Posted: Fri May 06, 2016 1:37 am
by Kaelik
So what you are saying is that your mom is a scrub who couldn't even win a basketball game 8 and a half months pregnant?

Posted: Fri May 06, 2016 11:13 am
by fbmf
That's the tl;dr, yes.

Game On,
fbmf

Posted: Fri May 06, 2016 12:15 pm
by maglag
Prak wrote:Actually, this sort of thing isn't really new. A few years back, a korean priest set one of these up, and the internet heard about it. It's a safe place, protected from the elements, where the child can be left and someone is alerted and comes and picks up the baby within a few minutes. It's not like a library dropbox for babies (as much as that idea amuses the part of my mind that likes dead baby jokes).

Apparently there's even a pretty long history and widespread use of these.

Baby Boxes. One more reason every other first world country is probably better than America.
I knew that it was done before, I even rememeber an history that some old greeks had a tradition where a couple that didn't want a baby would put them inside a jar and left in a hill where then chidless couples that did want a kid would pick them up.

What I didn't know it's that it's still so widespread. Picking up a kid from adoption is hard yes, but giving a kid for adoption is drastically easier.

Seemingly several of the modern baby boxes across the world aren't exactly legal.
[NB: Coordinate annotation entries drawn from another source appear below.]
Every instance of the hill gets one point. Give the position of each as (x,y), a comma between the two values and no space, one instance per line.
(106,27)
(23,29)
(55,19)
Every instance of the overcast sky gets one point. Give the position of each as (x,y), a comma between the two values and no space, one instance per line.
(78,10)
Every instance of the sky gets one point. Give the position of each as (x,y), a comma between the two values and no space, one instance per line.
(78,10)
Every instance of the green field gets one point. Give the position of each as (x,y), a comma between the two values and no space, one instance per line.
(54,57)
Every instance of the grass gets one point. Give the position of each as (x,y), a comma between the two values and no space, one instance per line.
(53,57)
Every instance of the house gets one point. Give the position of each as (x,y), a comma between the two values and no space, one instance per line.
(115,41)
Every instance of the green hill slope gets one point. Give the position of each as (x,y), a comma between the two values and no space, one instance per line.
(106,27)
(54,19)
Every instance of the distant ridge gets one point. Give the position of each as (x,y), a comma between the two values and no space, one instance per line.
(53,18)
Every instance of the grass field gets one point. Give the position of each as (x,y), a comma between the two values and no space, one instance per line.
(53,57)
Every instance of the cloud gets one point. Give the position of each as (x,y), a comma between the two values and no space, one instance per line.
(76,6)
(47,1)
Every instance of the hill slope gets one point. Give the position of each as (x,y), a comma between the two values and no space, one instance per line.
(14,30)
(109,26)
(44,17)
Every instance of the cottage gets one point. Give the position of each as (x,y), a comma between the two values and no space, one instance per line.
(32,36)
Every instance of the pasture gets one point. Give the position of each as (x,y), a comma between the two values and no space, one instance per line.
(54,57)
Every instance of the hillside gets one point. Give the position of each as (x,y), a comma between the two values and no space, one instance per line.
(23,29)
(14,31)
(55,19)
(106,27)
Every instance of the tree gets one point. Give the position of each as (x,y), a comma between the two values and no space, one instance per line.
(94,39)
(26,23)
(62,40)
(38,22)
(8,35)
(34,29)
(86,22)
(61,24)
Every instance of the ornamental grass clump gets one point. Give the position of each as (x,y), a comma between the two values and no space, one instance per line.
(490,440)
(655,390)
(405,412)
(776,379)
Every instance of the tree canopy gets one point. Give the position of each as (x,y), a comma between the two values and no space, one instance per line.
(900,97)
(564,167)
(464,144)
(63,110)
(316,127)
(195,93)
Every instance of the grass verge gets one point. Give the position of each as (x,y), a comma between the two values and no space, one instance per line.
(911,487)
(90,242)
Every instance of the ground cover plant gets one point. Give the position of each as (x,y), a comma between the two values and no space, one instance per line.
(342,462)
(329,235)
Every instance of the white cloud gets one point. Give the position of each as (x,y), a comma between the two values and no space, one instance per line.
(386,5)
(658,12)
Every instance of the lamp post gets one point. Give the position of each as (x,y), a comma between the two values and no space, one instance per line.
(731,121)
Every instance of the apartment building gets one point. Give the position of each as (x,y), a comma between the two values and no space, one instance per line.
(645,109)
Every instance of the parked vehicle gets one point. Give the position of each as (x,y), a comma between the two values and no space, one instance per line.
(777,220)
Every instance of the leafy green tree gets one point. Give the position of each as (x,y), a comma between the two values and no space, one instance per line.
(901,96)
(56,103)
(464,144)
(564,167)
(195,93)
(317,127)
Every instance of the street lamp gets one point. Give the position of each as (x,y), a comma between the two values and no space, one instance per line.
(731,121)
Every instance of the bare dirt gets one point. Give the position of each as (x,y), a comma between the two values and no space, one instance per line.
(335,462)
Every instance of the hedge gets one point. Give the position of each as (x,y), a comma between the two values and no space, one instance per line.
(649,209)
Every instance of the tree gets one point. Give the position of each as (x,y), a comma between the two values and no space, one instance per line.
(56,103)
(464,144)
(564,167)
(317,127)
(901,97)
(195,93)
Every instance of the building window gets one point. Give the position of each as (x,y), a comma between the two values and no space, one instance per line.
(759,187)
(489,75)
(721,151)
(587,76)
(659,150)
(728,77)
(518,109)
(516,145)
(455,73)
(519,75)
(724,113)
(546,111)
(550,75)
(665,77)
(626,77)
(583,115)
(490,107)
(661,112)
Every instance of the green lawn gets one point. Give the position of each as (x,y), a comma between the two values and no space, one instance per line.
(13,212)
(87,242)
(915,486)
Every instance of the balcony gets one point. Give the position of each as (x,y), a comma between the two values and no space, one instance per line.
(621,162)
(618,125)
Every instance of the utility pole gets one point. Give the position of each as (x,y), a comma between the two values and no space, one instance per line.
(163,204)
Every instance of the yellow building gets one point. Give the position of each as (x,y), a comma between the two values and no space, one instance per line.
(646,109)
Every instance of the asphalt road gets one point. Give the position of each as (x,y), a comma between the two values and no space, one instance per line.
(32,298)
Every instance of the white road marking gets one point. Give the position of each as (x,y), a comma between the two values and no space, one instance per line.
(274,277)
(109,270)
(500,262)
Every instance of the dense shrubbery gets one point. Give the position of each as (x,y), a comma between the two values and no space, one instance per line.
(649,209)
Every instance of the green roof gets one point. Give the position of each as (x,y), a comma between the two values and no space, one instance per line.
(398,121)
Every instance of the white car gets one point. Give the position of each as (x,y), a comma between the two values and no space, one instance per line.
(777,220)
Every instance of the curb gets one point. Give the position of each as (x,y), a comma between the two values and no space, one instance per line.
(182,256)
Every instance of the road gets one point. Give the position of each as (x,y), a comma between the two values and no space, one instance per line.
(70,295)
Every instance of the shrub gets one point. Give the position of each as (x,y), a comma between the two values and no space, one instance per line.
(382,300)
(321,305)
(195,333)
But the alternative is literally dead babies. So the governments turn a blind eye.

Are there really so many parents out there that would rather abandon their own child to die than admit to somebody else "I don't want this kid, here they are mister hospital/orphanage/police officer"?

Posted: Fri May 06, 2016 1:53 pm
by Maj
I don't know about the specifics anywhere else, but I do know a couple who adopted a baby given up at a hospital under the safe haven laws. The mom still had to sign paperwork saying she was the mother and that she was giving the baby up for adoption. They still had to have a waiting period of 30 days in case the father came forward to claim the baby. And the mother really didn't want to deal with it. She didn't want anyone to know she'd had a baby. She didn't want to sign anything. There are lots of legalities that happen when you admit to someone that you're giving away your baby.